Gelelim, başlığımıza. İhracat Bedeli Kabul Belgesi, bankalarca düzenlenen bir evrak. Türk Parasının Kıymetini Koruma Hakkında Kanun, buna dayalı 32 Sayılı Karar, Tebliğ ve İhracat Genelgesi; ihracat bedellerinin yurda getirilmesini emrediyor. Yani, siz bir ihracat yapıyorsanız, kazandığınız parayı ülkemize geri getirmek zorundasınız. Aksi halde para cezası var.

Son zamanlarda, özellikle son bir yıldır, bariz bir sorunla karşı karşıyayız. Mükemmel bir dünyada, malını satan tüccar, fatura tutarını tahsil eder, ve konu kapanır. Ancak bildiğiniz üzere bu durum hep böyle olmuyor. Şirketlerimiz, yurt dışı tahsilatlarında sorun yaşayabiliyorlar. Çözümü de kolay değil, Avrupa’da 40-50 bin TL’den aşağıya hiçbir avukata ihtarname dahi göndertemiyorsunuz.

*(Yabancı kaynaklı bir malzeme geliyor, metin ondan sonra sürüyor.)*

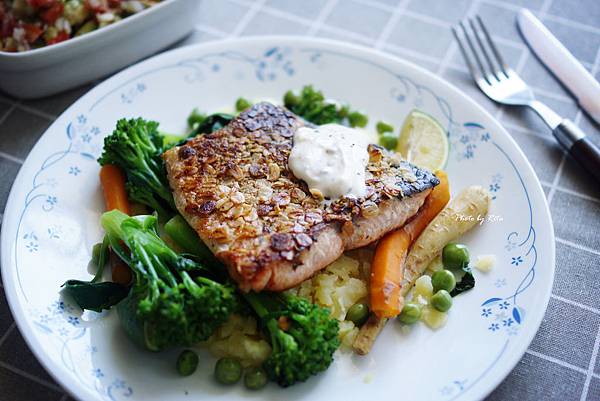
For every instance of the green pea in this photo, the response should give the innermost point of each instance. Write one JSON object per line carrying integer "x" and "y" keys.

Dolayısıyla, tahsilatlar yapılamıyor. Yukarıda sayılan düzenlemelerdeki sürelere uyarak şirketlerimiz, ek süreler talep ediyorlar. Bu sürelerde de tahsilatları yapamıyorlar. Akabinde Maliye, savcılığa bildiriyor ve bazen de “tahsil edemediğiniz parayı ülkeye getirmediğiniz için idari para cezası” ile karşılaşıyorsunuz. Bu tabi ki kararlarda böyle yazmıyor; siz, tahsil edemediğinizi bir dava açarak göstermek zorunda kalıyorsunuz. Kanun’da belirtilen cezalar farklılık gösteriyor. Aslında bedeli yurda getirmiş olduğunuz bankada bariz iken, yurda bedel getirmeme üzerinden para cezası uygulandığı durumlar da sık yaşanıyor. Neyse ki mahkemeler bazen bunu fark ediyor ve gereken düzeltmeleri yapıyorlar.

İlk paragrafın filtresini bu olaya uygulamayı siz değerli okuyucuya bırakıyorum. Tahsilat sorununu hariç tutsak; çoğu zaman, bankada ihracat bedelinin getirildiği belli. Buna rağmen vergi dairesine yapılan beyanlar, oradan savcılığa yapılan bildirim, ve bu yönde şirketlerimize sürekli ve ciddi uygulanan para cezaları; sistemde sorun olduğunu gösteriyor. Ülkenin lokomotifi olan, üretim ve ihracat yapan şirketlere neden bunu yapıyoruz?